Francfort (awp/afp) - Cours de Bourse au plus bas, performances médiocres, déficiences dans la lutte antiblanchiment: Deutsche Bank a essuyé jeudi les critiques d'actionnaires dubitatifs sur les nouvelles promesses de redressement du patron Christian Sewing.

"Nous voyons les premiers signes de votre stratégie" mais le cours de Bourse - qui a fini à 6,46 euros jeudi, son plus bas niveau historique - "reflète la grande inquiétude des investisseurs" sur l'avenir de la banque, a lancé l'avocat Klaus Nieding, au nom de l'association de petits porteurs DSW.

Pour améliorer la rentabilité en berne de la première banque allemande, "un ajustement dans la banque d'investissement est indispensable", a-t-il ajouté, tout en saluant le récent renoncement à fusionner avec la rivale Commerzbank.

"La patience des actionnaires est à bout" et "les rémunérations des dirigeants ne sont pas en rapport avec les performances et le cours de Bourse", a tempêté à son tour Alexandra Anecke, chez Union Investment.

Christian Sewing a touché 7 millions d'euros l'an dernier, dont 3,7 millions de primes, après que la banque eut affiché un maigre retour aux bénéfices.

Plusieurs représentants d'actionnaires ont annoncé qu'ils ne voteraient pas la confiance à la direction, en particulier envers le président du conseil de surveillance, l'Autrichien Paul Achleitner, jugé incapable depuis sept ans de pousser la banque au redressement.

Coupes franches

M. Sewing a de son côté défendu son bilan, un an après avoir été parachuté à la tête de la banque, remplaçant l'infortuné Britannique John Cryan.

Ajustée depuis, la stratégie de la banque met l'accent sur les racines européennes et les recettes les plus récurrentes, une ligne qui devrait s'intensifier.

Pour cela, "nous sommes prêts à des coupes franches" visant la banque d'investissement, jadis fleuron de la banque avant de décliner à la suite d'innombrables affaires judiciaires.

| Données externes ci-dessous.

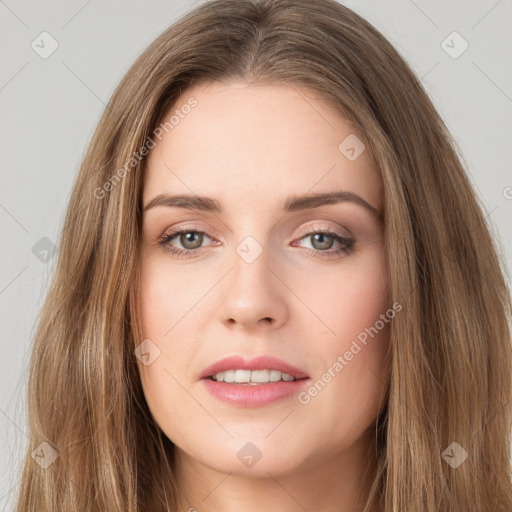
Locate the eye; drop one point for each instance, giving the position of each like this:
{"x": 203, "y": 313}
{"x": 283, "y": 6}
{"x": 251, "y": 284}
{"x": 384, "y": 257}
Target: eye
{"x": 323, "y": 240}
{"x": 190, "y": 239}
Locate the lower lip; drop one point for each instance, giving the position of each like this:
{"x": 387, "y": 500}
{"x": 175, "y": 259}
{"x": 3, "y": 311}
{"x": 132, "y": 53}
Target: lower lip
{"x": 248, "y": 395}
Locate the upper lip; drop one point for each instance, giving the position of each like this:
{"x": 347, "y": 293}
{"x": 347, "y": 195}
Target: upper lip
{"x": 258, "y": 363}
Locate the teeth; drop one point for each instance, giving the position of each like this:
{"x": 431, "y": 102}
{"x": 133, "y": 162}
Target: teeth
{"x": 252, "y": 377}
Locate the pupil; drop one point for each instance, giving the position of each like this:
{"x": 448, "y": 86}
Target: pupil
{"x": 188, "y": 238}
{"x": 322, "y": 237}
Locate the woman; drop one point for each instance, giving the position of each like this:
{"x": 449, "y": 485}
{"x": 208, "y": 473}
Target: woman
{"x": 276, "y": 288}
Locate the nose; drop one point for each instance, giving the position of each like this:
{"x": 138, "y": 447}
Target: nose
{"x": 254, "y": 294}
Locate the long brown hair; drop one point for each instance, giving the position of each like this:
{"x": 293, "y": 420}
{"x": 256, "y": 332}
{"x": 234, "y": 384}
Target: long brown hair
{"x": 450, "y": 374}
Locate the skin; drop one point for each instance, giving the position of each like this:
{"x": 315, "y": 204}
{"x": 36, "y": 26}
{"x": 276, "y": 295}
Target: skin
{"x": 250, "y": 147}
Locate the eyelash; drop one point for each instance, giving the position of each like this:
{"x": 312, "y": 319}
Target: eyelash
{"x": 346, "y": 248}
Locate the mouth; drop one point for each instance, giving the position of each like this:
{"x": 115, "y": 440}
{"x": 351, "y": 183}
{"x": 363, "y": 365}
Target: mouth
{"x": 253, "y": 383}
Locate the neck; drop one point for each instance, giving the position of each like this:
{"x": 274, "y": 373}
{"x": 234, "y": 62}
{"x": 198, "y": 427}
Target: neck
{"x": 337, "y": 483}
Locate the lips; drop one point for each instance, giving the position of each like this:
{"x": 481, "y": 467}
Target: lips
{"x": 258, "y": 363}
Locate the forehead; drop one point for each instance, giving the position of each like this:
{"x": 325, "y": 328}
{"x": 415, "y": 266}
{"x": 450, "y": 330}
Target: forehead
{"x": 257, "y": 141}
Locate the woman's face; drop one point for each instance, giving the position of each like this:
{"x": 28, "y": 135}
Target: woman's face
{"x": 256, "y": 278}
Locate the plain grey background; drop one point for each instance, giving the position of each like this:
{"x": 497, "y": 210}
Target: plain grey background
{"x": 50, "y": 105}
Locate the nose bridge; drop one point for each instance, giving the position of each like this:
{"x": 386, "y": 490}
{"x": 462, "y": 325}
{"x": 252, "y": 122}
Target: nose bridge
{"x": 252, "y": 291}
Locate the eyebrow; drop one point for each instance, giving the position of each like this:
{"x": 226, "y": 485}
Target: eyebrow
{"x": 293, "y": 203}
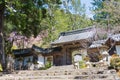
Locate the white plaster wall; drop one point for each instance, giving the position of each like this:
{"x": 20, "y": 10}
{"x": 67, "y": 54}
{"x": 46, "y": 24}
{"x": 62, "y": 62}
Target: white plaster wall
{"x": 118, "y": 49}
{"x": 77, "y": 58}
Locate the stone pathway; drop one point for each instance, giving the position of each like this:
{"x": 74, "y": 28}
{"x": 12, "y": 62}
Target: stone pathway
{"x": 63, "y": 73}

Mais Deutsche Bank, loin d'être au bout de ses peines, a reconnu fin avril que ses recettes globales devraient stagner cette année, alors qu'une légère hausse était encore attendue début février.

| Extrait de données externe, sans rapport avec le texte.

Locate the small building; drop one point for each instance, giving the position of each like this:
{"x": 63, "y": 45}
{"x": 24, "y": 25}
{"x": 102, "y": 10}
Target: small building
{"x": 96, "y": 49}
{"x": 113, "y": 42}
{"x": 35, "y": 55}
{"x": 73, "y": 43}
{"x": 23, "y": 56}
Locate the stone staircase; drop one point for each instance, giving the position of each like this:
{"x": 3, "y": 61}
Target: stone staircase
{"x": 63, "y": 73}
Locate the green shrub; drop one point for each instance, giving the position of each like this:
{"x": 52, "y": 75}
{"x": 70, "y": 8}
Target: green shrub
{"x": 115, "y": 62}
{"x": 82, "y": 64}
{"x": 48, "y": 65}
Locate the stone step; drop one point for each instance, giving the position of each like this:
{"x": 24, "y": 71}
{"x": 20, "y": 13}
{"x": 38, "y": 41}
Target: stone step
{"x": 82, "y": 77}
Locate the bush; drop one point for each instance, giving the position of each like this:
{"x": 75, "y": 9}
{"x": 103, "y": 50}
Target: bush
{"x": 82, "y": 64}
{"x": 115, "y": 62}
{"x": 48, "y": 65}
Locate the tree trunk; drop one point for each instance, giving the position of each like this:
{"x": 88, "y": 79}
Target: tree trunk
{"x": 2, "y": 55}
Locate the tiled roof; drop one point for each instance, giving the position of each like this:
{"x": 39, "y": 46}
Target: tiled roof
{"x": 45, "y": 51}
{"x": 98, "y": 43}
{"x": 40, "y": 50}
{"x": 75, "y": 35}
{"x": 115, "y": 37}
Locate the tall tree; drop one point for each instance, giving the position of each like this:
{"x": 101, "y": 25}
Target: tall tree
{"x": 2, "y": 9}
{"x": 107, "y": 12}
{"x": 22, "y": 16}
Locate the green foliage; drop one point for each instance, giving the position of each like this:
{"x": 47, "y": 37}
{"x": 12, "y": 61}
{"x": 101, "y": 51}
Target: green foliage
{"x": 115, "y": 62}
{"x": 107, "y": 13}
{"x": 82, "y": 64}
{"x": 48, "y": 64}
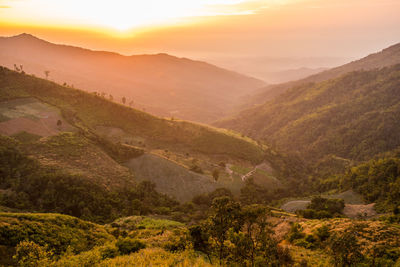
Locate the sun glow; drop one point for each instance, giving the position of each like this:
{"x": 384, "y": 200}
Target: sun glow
{"x": 117, "y": 14}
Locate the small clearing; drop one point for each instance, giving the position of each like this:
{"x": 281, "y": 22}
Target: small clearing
{"x": 31, "y": 116}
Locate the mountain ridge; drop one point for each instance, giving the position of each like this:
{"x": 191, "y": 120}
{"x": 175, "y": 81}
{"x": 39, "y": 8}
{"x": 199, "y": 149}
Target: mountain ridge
{"x": 162, "y": 84}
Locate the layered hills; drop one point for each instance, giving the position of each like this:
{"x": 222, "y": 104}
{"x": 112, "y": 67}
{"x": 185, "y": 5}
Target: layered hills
{"x": 161, "y": 84}
{"x": 351, "y": 118}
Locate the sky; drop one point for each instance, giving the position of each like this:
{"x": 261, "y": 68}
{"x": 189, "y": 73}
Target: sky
{"x": 211, "y": 28}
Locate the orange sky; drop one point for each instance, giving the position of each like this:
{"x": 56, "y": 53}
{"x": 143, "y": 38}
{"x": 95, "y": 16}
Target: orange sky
{"x": 211, "y": 28}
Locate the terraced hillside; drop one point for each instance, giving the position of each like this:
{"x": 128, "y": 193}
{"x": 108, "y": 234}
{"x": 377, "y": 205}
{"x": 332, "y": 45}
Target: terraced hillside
{"x": 164, "y": 85}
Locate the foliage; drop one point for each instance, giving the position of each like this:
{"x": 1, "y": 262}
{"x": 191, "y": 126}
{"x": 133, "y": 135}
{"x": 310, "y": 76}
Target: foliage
{"x": 31, "y": 186}
{"x": 323, "y": 208}
{"x": 377, "y": 181}
{"x": 129, "y": 245}
{"x": 238, "y": 235}
{"x": 330, "y": 123}
{"x": 345, "y": 249}
{"x": 29, "y": 254}
{"x": 88, "y": 111}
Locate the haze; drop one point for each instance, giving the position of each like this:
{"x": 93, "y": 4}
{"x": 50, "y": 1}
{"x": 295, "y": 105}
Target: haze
{"x": 211, "y": 29}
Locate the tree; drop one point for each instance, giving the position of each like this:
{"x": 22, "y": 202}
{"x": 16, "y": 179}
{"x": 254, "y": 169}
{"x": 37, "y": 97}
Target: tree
{"x": 254, "y": 242}
{"x": 345, "y": 249}
{"x": 224, "y": 217}
{"x": 47, "y": 73}
{"x": 29, "y": 253}
{"x": 200, "y": 240}
{"x": 215, "y": 174}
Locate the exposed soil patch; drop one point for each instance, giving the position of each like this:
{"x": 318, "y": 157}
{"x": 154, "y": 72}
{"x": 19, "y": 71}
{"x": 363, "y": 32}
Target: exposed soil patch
{"x": 31, "y": 116}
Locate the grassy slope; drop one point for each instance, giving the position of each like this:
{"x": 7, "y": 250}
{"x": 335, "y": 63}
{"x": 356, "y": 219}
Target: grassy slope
{"x": 387, "y": 57}
{"x": 88, "y": 152}
{"x": 89, "y": 111}
{"x": 353, "y": 117}
{"x": 165, "y": 85}
{"x": 58, "y": 232}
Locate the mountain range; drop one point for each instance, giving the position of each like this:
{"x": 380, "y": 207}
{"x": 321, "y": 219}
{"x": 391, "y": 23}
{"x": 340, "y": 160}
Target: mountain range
{"x": 161, "y": 84}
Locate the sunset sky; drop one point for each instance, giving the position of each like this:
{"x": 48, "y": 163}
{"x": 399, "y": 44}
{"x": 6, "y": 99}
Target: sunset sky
{"x": 211, "y": 28}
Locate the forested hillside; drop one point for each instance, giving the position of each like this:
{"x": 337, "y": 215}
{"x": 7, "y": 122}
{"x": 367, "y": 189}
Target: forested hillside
{"x": 332, "y": 123}
{"x": 162, "y": 84}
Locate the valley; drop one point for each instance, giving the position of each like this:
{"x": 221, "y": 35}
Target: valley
{"x": 137, "y": 155}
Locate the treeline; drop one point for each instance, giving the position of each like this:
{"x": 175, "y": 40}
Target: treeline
{"x": 238, "y": 235}
{"x": 377, "y": 181}
{"x": 26, "y": 185}
{"x": 332, "y": 123}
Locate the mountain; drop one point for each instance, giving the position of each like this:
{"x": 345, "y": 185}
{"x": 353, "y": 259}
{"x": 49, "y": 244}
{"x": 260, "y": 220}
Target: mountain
{"x": 387, "y": 57}
{"x": 161, "y": 84}
{"x": 112, "y": 147}
{"x": 334, "y": 122}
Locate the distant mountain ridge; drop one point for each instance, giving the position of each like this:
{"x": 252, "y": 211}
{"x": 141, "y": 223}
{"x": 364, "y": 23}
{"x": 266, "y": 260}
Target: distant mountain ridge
{"x": 387, "y": 57}
{"x": 162, "y": 84}
{"x": 351, "y": 118}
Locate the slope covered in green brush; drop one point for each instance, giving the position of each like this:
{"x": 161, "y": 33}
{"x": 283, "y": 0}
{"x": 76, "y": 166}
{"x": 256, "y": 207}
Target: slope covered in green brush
{"x": 88, "y": 136}
{"x": 331, "y": 123}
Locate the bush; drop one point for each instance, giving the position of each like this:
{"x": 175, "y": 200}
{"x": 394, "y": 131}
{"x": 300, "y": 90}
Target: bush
{"x": 109, "y": 252}
{"x": 129, "y": 245}
{"x": 322, "y": 233}
{"x": 29, "y": 253}
{"x": 295, "y": 232}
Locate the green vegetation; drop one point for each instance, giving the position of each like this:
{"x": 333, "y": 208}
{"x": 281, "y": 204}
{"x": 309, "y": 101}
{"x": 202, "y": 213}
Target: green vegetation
{"x": 377, "y": 181}
{"x": 58, "y": 233}
{"x": 332, "y": 123}
{"x": 238, "y": 235}
{"x": 323, "y": 208}
{"x": 27, "y": 185}
{"x": 88, "y": 111}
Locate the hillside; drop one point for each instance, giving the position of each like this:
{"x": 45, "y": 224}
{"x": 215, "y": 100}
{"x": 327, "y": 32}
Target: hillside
{"x": 330, "y": 124}
{"x": 161, "y": 84}
{"x": 385, "y": 58}
{"x": 88, "y": 137}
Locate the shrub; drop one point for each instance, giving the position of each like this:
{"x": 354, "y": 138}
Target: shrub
{"x": 29, "y": 253}
{"x": 129, "y": 245}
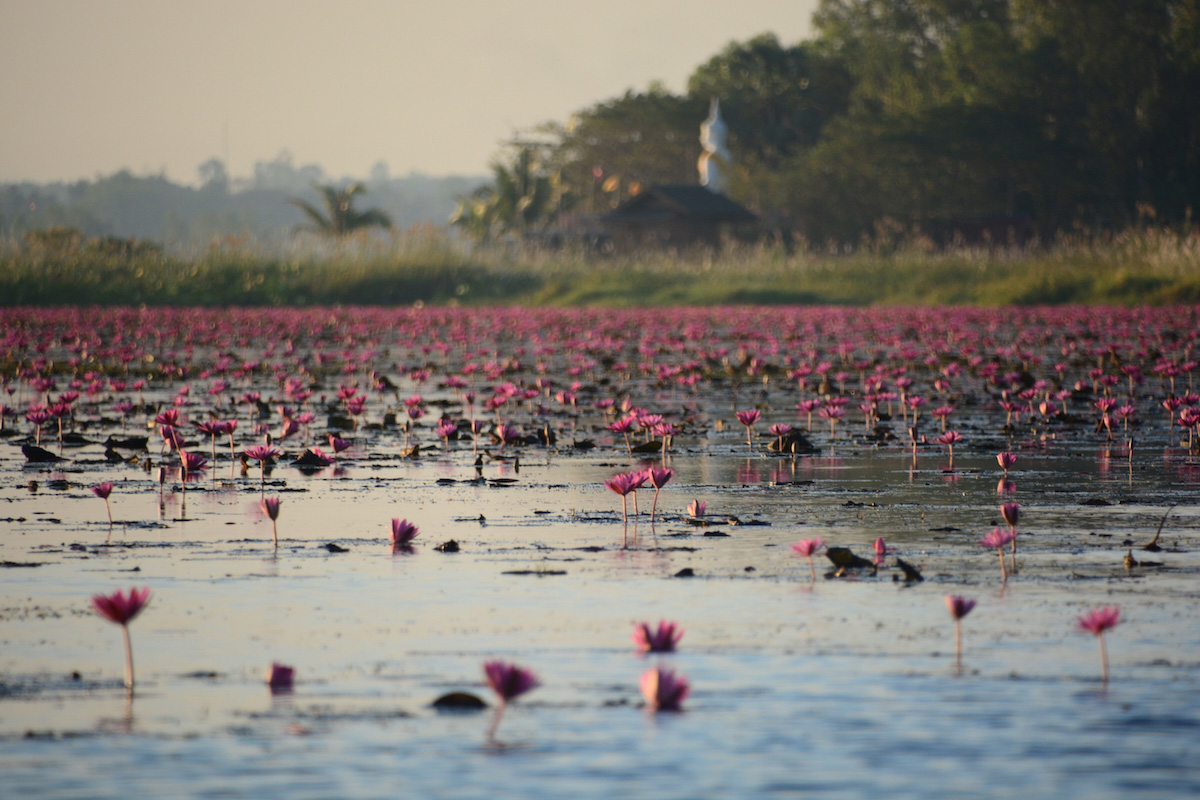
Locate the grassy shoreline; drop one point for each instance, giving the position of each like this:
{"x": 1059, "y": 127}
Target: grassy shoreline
{"x": 1135, "y": 268}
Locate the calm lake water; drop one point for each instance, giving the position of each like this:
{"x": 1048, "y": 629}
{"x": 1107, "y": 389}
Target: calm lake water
{"x": 845, "y": 686}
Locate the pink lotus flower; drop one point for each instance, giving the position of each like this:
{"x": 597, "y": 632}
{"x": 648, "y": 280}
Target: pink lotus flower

M. Sewing reste néanmoins convaincu qu'il peut améliorer la rentabilité de la banque rapportée aux fonds propres, en la portant en 2019 à 4% et à 10% sur le moyen terme, contre 0,5% l'an dernier.

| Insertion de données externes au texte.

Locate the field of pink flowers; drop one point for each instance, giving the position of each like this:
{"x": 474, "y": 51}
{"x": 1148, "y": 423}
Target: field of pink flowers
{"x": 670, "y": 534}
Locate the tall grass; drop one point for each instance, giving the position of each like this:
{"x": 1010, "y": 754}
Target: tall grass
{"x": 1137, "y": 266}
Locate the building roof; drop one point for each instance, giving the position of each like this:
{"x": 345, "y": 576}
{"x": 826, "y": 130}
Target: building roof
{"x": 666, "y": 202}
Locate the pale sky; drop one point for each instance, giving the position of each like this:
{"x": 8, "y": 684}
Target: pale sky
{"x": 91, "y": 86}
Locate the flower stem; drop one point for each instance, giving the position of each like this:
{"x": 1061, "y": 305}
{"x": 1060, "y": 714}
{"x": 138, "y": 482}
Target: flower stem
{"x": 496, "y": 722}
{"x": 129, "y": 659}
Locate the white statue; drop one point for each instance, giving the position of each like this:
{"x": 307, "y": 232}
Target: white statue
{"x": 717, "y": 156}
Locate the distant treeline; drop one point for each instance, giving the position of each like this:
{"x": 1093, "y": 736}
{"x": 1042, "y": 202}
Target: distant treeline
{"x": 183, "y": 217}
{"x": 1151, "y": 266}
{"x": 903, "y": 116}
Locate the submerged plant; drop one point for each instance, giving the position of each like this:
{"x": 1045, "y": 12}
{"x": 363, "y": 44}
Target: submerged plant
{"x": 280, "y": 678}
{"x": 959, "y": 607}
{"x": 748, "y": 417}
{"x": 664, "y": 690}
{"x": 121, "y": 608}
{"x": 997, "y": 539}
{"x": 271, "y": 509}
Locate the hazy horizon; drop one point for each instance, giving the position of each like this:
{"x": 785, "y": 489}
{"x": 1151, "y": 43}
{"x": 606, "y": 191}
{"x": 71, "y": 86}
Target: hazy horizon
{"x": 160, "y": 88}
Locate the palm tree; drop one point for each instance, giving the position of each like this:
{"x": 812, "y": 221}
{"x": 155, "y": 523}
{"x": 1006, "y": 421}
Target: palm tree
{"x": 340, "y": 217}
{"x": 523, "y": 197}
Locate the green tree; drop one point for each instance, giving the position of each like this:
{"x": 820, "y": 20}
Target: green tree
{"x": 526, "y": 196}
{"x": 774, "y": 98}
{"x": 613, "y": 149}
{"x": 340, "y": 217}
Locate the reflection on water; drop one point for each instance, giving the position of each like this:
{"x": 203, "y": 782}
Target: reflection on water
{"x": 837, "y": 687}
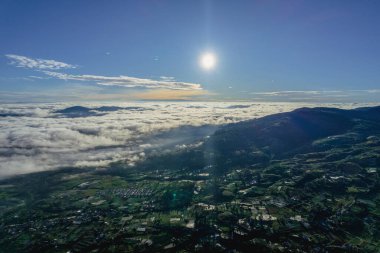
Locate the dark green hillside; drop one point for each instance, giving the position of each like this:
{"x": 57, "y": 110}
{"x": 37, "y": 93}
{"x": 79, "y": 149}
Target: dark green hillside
{"x": 302, "y": 181}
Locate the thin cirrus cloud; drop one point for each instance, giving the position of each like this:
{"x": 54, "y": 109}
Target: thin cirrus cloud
{"x": 48, "y": 66}
{"x": 127, "y": 81}
{"x": 37, "y": 64}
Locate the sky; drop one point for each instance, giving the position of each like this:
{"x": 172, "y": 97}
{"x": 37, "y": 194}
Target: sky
{"x": 264, "y": 50}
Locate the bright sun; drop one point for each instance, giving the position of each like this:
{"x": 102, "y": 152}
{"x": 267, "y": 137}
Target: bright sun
{"x": 207, "y": 61}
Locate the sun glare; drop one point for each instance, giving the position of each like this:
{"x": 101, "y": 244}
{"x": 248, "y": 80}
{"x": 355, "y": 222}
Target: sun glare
{"x": 207, "y": 61}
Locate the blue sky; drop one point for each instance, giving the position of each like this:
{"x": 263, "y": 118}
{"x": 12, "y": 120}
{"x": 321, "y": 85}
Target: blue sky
{"x": 294, "y": 50}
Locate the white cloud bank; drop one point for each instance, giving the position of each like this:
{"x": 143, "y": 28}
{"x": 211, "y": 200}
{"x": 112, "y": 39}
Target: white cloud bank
{"x": 33, "y": 138}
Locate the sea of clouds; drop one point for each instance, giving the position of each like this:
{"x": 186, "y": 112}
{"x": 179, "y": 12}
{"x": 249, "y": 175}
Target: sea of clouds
{"x": 35, "y": 137}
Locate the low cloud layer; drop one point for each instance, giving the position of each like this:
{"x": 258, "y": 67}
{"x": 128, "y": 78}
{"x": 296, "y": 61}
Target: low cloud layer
{"x": 34, "y": 137}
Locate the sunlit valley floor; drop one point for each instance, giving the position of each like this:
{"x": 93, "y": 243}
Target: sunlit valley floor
{"x": 185, "y": 177}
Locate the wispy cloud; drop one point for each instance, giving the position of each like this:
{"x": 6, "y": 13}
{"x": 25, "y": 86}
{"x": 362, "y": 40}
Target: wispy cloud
{"x": 127, "y": 81}
{"x": 48, "y": 66}
{"x": 38, "y": 64}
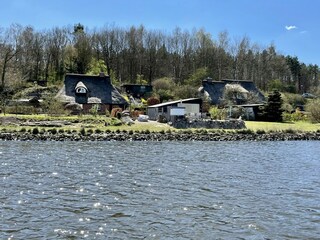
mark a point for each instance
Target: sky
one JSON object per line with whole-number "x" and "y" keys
{"x": 292, "y": 26}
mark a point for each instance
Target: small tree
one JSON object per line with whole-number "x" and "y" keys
{"x": 273, "y": 110}
{"x": 314, "y": 111}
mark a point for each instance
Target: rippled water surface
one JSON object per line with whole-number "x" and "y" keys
{"x": 160, "y": 190}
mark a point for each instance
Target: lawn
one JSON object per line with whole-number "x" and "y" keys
{"x": 103, "y": 123}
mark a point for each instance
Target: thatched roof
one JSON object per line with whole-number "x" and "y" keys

Outre ses coûts importants et ses recettes incertaines, Deutsche Bank souffre d'une image ternie par la cascade de procédures passées et se voit régulièrement mise en cause pour les griefs les plus divers.

En juin 2018, sa filiale américaine avait échoué aux tests de résistance annuels de la Banque centrale américaine, ce qui a mis en doute sa capacité à affronter une prochaine crise financière.

Puis en septembre, le régulateur allemand Bafin demandait au cabinet KPMG d'évaluer les progrès de la banque dans la lutte contre le blanchiment, un affront à la membre du directoire qui coiffe ce domaine, la Française Sylvie Mathérat, criblée de critiques jeudi.

Et la perquisition fin novembre des locaux de la banque francfortoise dans une enquête pour blanchiment d'argent déclenchée par les révélations des "Panama Papers" a créé un nouveau choc, notamment chez les clients.

Banque de Trump

Mercredi, la banque a reconnu une erreur de logiciel dans la vérification de paiements opérés par de gros clients, soulignant une nouvelle faille dans son système informatique déjà décriée par le passé.

Toujours aux Etats-Unis, la banque devra livrer des informations sur ses relations d'affaires avec Donald Trump, à qui elle a continué à prêter de l'argent après une série de dépôts de bilan dans les années 1990.

"Monsieur Sewing, vous nous aviez promis l'an dernier qu'on allait s'ennuyer à l'avenir, je ne veux pas savoir à quoi cela ressemblera quand ce sera agité", a ironisé Klaus Nieding.

Luisa Neubauer, jeune icône écologiste du mouvement "Fridays For Future" s'est dite "choquée" de l'"ignorance" de la banque qui continue à financer des énergéticiens exploitant les énergies fossiles comme l'allemand RWE, dont la militante avait perturbé l'assemblée début mai.

La banque ne finance pas de nouvelles centrales électriques au charbon et veut aider à la transformation de l'économie pour aider à protéger le climat, mais "nous ne voulons pas nous retirer complètement des clients traditionnels", a répliqué le patron.

Au terme de l'assemblée, Christian Sewing a vu son action sur l'année 2018 approuvée par 75,2% des actionnaires, contre 71,6% pour Paul Achleitner. Sylvie Mathérat et le patron de la banque d'investissement, Garth Ritchie, n'ont reçu que 61,4% d'approbation.